Eventually, enough politicians were personally affected by the problem, and the FCC cracked down again. Subscribers now have the right to initiate a “PIC Freeze,” which requires the subscriber to contact their local phone company to change long distance carriers. Unscrupulous carriers who engage in slamming are subject to fines and even criminal penalties. And for the most part, it doesn’t matter much anymore; most subscribers use their cell phones for long distance these days. Without much fanfare, AT&T exited the residential long distance market late last year.

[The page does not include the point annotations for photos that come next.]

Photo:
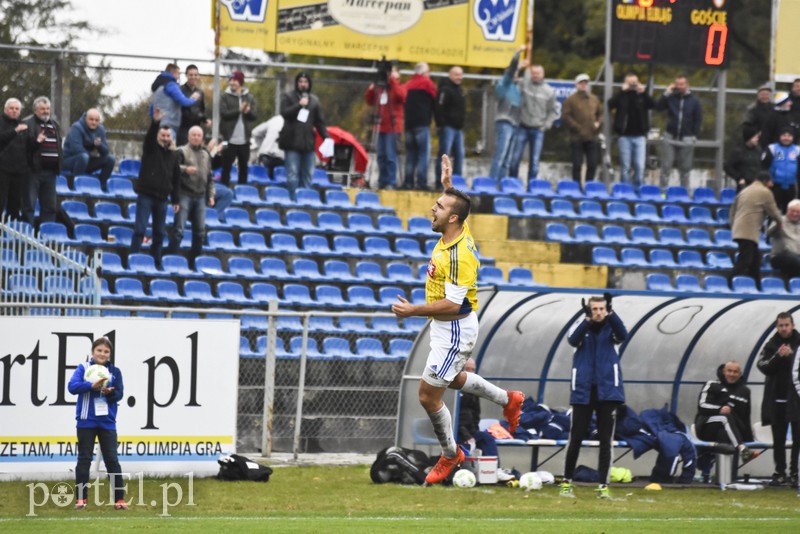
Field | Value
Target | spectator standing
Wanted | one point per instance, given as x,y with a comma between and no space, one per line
538,113
583,115
684,118
781,405
781,160
596,386
450,113
159,181
302,114
44,162
265,140
168,97
13,158
631,124
388,100
506,118
746,159
785,255
749,210
197,191
194,115
421,96
237,111
86,147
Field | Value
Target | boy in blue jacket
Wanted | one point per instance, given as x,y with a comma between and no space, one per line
596,386
96,414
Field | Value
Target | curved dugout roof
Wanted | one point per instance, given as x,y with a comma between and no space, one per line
675,344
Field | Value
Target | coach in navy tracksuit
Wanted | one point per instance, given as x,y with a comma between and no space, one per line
596,382
96,413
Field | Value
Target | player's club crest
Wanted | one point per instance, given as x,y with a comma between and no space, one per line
246,10
497,18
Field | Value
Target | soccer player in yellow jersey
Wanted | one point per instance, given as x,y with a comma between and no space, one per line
451,303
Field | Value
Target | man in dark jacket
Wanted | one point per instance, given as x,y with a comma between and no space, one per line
781,404
44,162
450,114
420,102
631,124
302,114
596,386
684,117
13,158
159,180
237,111
746,159
86,147
723,410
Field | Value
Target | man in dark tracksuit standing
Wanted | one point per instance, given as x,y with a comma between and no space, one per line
596,386
781,404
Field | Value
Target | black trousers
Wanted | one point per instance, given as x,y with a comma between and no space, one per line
581,418
239,153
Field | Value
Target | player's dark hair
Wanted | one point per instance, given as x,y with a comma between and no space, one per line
463,203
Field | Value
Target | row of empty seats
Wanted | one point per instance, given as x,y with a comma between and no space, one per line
617,211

These days, we’re beginning to see a different kind of slamming—cell phones! For the past few years, you’ve been able to take your phone number with you when changing carriers. Unscrupulous wireless phone companies have used this to their advantage. They call, introduce themselves as something like “Your Wireless Phone Company” (that’s their actual company name, just like the long distance carrier calling itself “The Phone Company”), and offer to send you a new, free phone. If you agree, they will indeed send you a free phone—along with a brand new service provider, a brand new rate plan (at unfavorable rates), and a brand new contract with a hefty early termination fee. Adding insult to injury, your previous wireless provider will also bill you an early termination fee if you were still in contract with them. And all of this is being done legally, under procedures outlined by the FCC. Speaking of the law of unintended consequences, your existing wireless provider is prohibited by law from even warning you that you might be the victim of a scam.
And on that note, an outside plant technician told me that we’re headed for a few sunbreaks, and the clock tells me that my shift is over. It’s time to get outside and enjoy the weather! Have a fun summer, watch out for phone scams, and I’ll see you again in the fall. Or perhaps, if you’re lucky enough to visit the spectacular Pacific Northwest, you’ll even see me at a 2600 meeting!